TPUs are hardware accelerators specialized in deep learning tasks. In this code lab, you will see how to use them with Keras and Tensorflow 2. Cloud TPUs are available in a base configuration with 8 cores and also in larger configurations called “TPU pods” of up to 2048 cores. The extra hardware can be used to accelerate training by increasing the training batch size.
We all know that GPUs are faster than CPUs when it comes to machine learning. And during the last few years, we can see that there are new chips being developed by giants in the industry such as Nvidia and ARM to optimize machine learning tensor (matrix) operations which brings us to Tensor Processing Units (TPUs). You probably came across them when doing a Kaggle competition or when using an online GPU provider such as Google colab.
In this article, I want to explain why TPUs are faster than GPUs, what enables them to perform quicker tensor operations making them the fastest ML engines.
To put things into perspective we have to realize that each chip is optimized for what it’s built for. It’s probably more of a coincidence that GPUs are quicker than CPUs for tasks like machine learning and cryptocurrency mining given that GPUs were originally built for graphics rendering (hence Graphics Processing Units). I think before we start diving into TPUs, it’s worth explaining why GPUs are quicker than CPUs.
GPUs vs CPUs
Even though GPUs typically have smaller cores compared to GPUs, they have many more of them. These cores contain arithmetic logic units (ALUs), control units, and memory caches which allow GPUs to do larger amounts of mathematical operations. Those ALUs were included to allow quick geometric calculations which empower Games to have a high number of Frames per second. 
Bear in mind that CPUs do of course have some advantages over GPUs, but not when it comes to machine learning. An example of those advantages is access to memory.
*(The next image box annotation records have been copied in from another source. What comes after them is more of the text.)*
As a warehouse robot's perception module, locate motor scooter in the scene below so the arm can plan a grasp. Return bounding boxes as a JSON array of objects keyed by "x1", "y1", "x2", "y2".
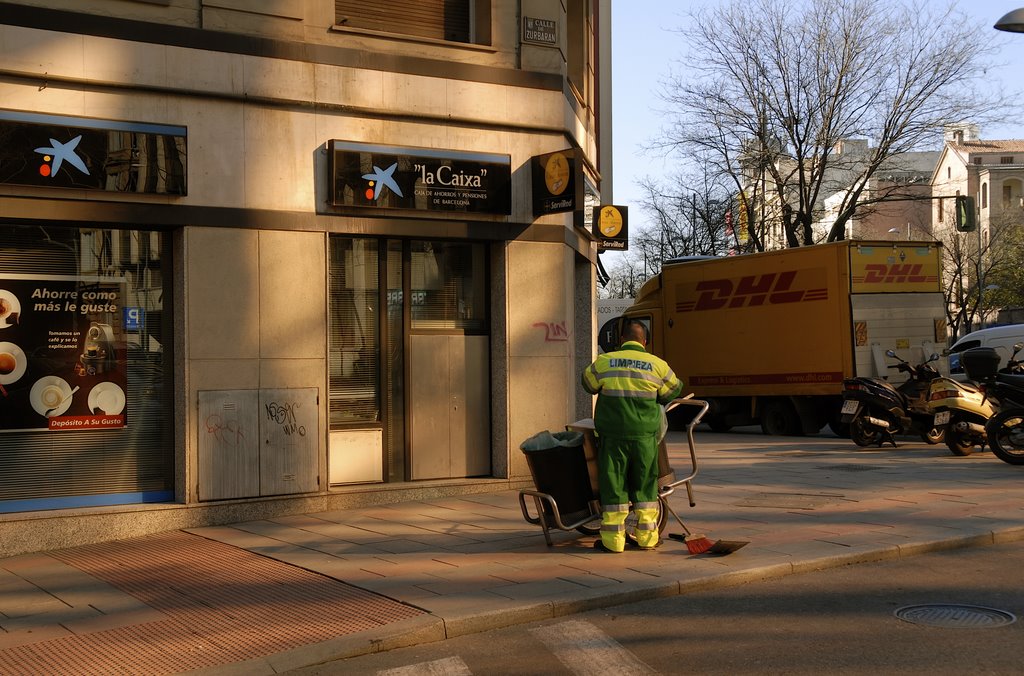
[
  {"x1": 985, "y1": 342, "x2": 1024, "y2": 465},
  {"x1": 840, "y1": 350, "x2": 944, "y2": 448},
  {"x1": 928, "y1": 345, "x2": 1007, "y2": 456}
]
GPUs typically have access to only 8GB of memory, maybe 16 GB while CPUs can easily have access to more than that (depending on your RAM). Transfer operations to/from RAM are much quicker than that to/from GPUs (but this is only useful for frequent operations rather than long ones like training a model).
Now back to our original comparison, CPUs were originally built to handle several tasks at once rather than handling one complex task, things like running the operating system operations (like kernel operations). However, GPUs were built to do mathematical operations as quickly as possible since rendering graphics is all built on those simple mathematical operations.
The good news is that all of those geometrical 3D rendering operations are tensor operations, things like texture calculations, RGB rendering, and all of those are essentially matrix arithmetic operations. Moreover, all of those operations are in a floating-point format which makes it ideal for machine learning. In fact, the defacto for measuring the performance of the ML models is through Floating Point Operations Per Second (FLOPS).
Okay enough about GPUs vs CPUs, let’s dive into TPUs.
TPUs vs GPUs
Although TPUs and GPUs perform tensor operations, TPUs are more oriented in performing large tensor operations which are frequently  present in neural network training compared to 3D graphics rendering. If you are a systems enthusiast like myself, this wouldn’t be enough for you, you still want to find out more about the details!
A TPU v2 core is made of a Matrix Multiply Unit (MXU) which runs matrix multiplications and a Vector Processing Unit (VPU) for all other tasks such as activations, softmax, etc. The VPU handles float32 and int32 computations. The MXU on the other hand operates in a mixed precision 16–32 bit floating point format.
Google’s TPU core is made up of 2 units. A Matrix Multiply Unit and a Vector processing Unit as mentioned above. As for the software layer, an optimizer is used to switch between bfloat16 and bfloat32 operations (where 16 and 32 are the number of bits) so that developers wouldn’t need to change the code to switch between those operations. Obviously, bfloat16 uses less RAM but is less precise than bfloat32.
The end result is that the TPU systolic array architecture has a significant density and power advantage, as well as a non-negligible speed advantage over a GPU, when computing matrix multiplications.
Another interesting concept to speed up tensor operations is the so-called “systolic array”. Systolic means the contractions and release of a stream (typically used in medicine) . Systolic arrays are used to perform dot products of tensors on 1 core on a TPU instead of being spread out in parallel on multiple GPU cores. They can do that using multiply-accumulators that use bfloat16 operations on both matrices and bfloat32 on the result.
Another good point to note here is that when you are using Colab/Kaggle’s TPU you aren’t only using one TPU core, you are actually using quite a few. The gradients  are usually exchanged between TPU cores using the “all-reduce algorithm”
The last final bit I want to talk about that makes TPUs perform better than GPUs is quantization. Quantization is the process of approximating a random value between 2 limits. This is quite heavily used to compress floating-point calculations by converting continuous numbers to discrete numbers. This is quite interesting and you can find more about it here.
Final thoughts and takeaway
I hope this article gave some context about why chips like Apple’s neural engine and Colab’s TPUs perform well on ML model training. There is more innovation that goes into chips for ML too when those models have to go into mobile devices which I want to write an article about. I think we are always used to see innovation happening on the model side of things, but we forget that those models need those chips to run on.